Monitoring infrastructure with Sensu Go
In my last post I mentioned I wanted to add some better monitoring into my lab. I’ve been using monit for a while but was getting annoyed by constant alerts. I remember hearing of “fatigue filters” in Sensu so I wanted to give it a go.
Sensu allows you to define everything in yaml or json, this is ideal given I want to put everything in version control and deploy everything using CI/CD.
The setup
Sensu has two components, the backend and the agent. We’ll need a backend for the agents to send information to. I chose to run it on my Kubernetes cluster. I won’t share the whole yaml but the key points are:
- command to start the container
sensu-backend start --state-dir /var/lib/sensu --log-level debug
- make
/var/lib/sensu
persistent somehow. - import ports are 8080, 3000 and 8081
Once the backend is running (very easy), you can point an agent to the backend. I installed the agent on a couple of Ubuntu VMs. After adding the Sensu repo you can just do a simple apt install sensu-go-agent
. Setting up the agent is very easy which is no surprise given how easy the backend was. My config is really simple, this is my config after removing all the comments:
subscriptions:
- linux
- ubuntu
backend-url:
- "ws://10.0.0.1:8081"
Subscriptions are really groups, this tells the backend which checks should be assigned to the client. In this case the agent will look for all linux and ubuntu checks.
Checks
Checks are what the agent runs and reports back to the backend. I have configured some basic checks for the CPU and memory. Here are the important parts of the CPU check yaml:
type: Check
api_version: core/v2
metadata:
created_by: admin
name: check-cpu
namespace: default
spec:
check_hooks:
- critical:
- process_info
command: check-cpu-usage -w 80 -c 95
env_vars: null
executed: 0
handlers:
- telegram-inc-cpu
runtime_assets:
- sensu/check-cpu-usage
subscriptions:
- linux
There a couple of interesting points to this. Firstly we can see the check is just a command that is executed by the agent. Most checks are nagios style checks. -w 80
means a warning incident will be raised if CPU is at 80% utilisation. -c 95
means it will be raised as critical at 95%.
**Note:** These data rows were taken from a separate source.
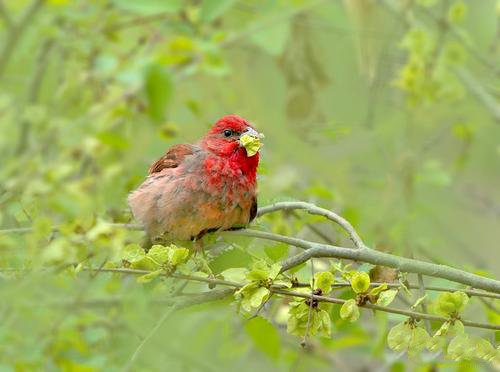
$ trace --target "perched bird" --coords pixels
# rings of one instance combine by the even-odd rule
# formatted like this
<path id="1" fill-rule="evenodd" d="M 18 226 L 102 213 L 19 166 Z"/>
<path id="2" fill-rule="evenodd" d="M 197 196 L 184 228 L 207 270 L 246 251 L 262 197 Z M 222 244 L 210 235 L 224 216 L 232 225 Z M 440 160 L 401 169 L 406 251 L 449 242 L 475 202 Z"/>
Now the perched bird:
<path id="1" fill-rule="evenodd" d="M 245 119 L 219 119 L 195 145 L 169 148 L 128 202 L 149 238 L 197 240 L 248 225 L 257 213 L 262 134 Z"/>

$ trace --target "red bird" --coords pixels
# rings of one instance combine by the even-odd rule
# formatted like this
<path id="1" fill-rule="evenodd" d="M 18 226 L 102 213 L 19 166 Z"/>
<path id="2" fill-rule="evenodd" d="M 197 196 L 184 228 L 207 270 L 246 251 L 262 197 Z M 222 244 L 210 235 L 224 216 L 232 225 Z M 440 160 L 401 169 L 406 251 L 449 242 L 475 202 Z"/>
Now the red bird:
<path id="1" fill-rule="evenodd" d="M 259 134 L 227 115 L 196 144 L 174 145 L 149 168 L 128 202 L 150 239 L 199 239 L 248 225 L 257 213 Z"/>

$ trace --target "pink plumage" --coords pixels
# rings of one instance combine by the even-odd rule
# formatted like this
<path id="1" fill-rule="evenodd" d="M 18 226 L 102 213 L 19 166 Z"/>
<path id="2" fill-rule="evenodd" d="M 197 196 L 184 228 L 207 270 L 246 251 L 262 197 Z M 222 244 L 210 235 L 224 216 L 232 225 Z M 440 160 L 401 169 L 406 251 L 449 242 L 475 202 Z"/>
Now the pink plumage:
<path id="1" fill-rule="evenodd" d="M 250 223 L 259 153 L 248 156 L 244 134 L 258 135 L 245 119 L 224 116 L 196 145 L 174 145 L 150 167 L 128 202 L 151 239 L 190 240 Z"/>

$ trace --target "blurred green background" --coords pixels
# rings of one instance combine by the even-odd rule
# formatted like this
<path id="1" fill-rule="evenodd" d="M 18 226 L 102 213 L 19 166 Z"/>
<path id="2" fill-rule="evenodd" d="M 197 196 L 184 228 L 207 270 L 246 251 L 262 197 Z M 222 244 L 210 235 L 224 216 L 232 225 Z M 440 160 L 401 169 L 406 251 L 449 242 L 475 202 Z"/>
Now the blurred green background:
<path id="1" fill-rule="evenodd" d="M 34 227 L 0 233 L 0 371 L 127 363 L 171 287 L 64 264 L 140 242 L 103 221 L 130 221 L 149 164 L 230 113 L 266 135 L 260 205 L 311 201 L 371 247 L 500 276 L 499 15 L 493 0 L 0 0 L 0 226 Z M 248 262 L 227 252 L 217 265 Z M 202 305 L 133 368 L 425 368 L 386 350 L 388 319 L 337 315 L 304 351 L 279 326 L 252 332 L 229 301 Z"/>

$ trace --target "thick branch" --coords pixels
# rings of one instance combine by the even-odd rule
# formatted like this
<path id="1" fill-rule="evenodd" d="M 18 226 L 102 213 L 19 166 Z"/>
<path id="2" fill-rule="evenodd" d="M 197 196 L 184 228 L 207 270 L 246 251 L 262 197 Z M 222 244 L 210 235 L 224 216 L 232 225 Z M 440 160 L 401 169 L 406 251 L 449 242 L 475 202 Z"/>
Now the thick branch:
<path id="1" fill-rule="evenodd" d="M 313 243 L 298 238 L 291 238 L 288 236 L 249 229 L 226 232 L 226 234 L 243 235 L 259 239 L 272 240 L 293 245 L 306 250 L 301 254 L 283 261 L 282 271 L 286 271 L 292 267 L 300 265 L 301 263 L 304 263 L 313 257 L 343 258 L 353 261 L 367 262 L 373 265 L 388 266 L 407 273 L 423 274 L 436 278 L 447 279 L 452 282 L 469 285 L 473 288 L 483 289 L 485 291 L 500 294 L 500 282 L 498 280 L 471 274 L 450 266 L 438 265 L 406 257 L 394 256 L 392 254 L 379 252 L 366 247 L 363 247 L 361 249 L 336 247 L 334 245 Z"/>

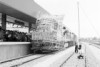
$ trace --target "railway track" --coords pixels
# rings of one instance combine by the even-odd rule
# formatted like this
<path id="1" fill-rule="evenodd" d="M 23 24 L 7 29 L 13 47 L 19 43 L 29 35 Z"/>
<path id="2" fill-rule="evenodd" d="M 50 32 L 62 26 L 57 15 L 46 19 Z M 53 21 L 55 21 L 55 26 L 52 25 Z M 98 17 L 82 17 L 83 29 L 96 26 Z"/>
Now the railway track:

The subscription section means that this check will run on any system where the agent is subscribed to the linux group.
Check hooks are additional commands that will run when the check fails, in this case I get a list of the top processes ordered by CPU usage.
Handlers do things with the data, in this case we point it to a handler that sends me an alert on telegram (if some parameters are met)
Finally, Runtime assets are important, they include all the packages the check needs to execute. There are heaps of assets on the Sensu website.
Handlers
There’s no point in collecting data if we don’t do anything with it. Handlers do something with the data! This is the handler I use for most incidents:
type: Handler
api_version: core/v2
metadata:
created_by: admin
name: telegram-inc
namespace: default
spec:
command: sensu-telegram-handler --api-token API_TOKEN
--chatid CHAT_ID
env_vars: null
filters: ["is_incident", "not_silenced", "fatigue_checker"]
handlers: null
runtime_assets:
- Thor77/sensu-telegram-handler
secrets: null
timeout: 0
type: pipe
Again, a handler command is just an executable. In this case it’s an alert to Telegram. Filters ensure that I only get a message for things I care about.
is_incident
ensures that only when something fails I get an alertnot_silenced
means I won’t get alerts for things I suppress in the dashboard (false alerts maybe?)fatigue_checker
is a custom filter that ensure I don’t get hammered by a constantly failing check.
Fatigue checker
My fatigue checker filter means I only get issues I care about:
type: EventFilter
api_version: core/v2
metadata:
name: fatigue_checker
namespace: default
spec:
action: allow
expressions:
- (event.check.status == 1 && event.check.occurrences % 120 == 0) || (event.check.status == 2 && event.check.occurrences % 60 == 0) || (event.is_resolution) || (event.check.occurrences == 1)
Breaking this down, an event will only make it through the filter if one of the below things are true:
- It’s a warning and it’s the first event in a 4 minute period.
- it’s a critical issue and it’s the first event in a minute period.
- Something is fixed.
- It’s the very first event
Sensuctl
sensuctl
is how we control Sensu and update config. It’s very similar to kubectl
which is nice. Configure it with sensuctl configure
to point it to the backend. Once configured we can create config easily using sensuctl create -f checks/check-cpu.yaml
. They can also be updated in place using the same command.
Final thoughts
I’m liking Sensu much better than monit. In fact I’ve removed monit from all my systems (except my mail server). All the configuration is versioned under git but I’m hoping to automate the deployment with CI/CD soon.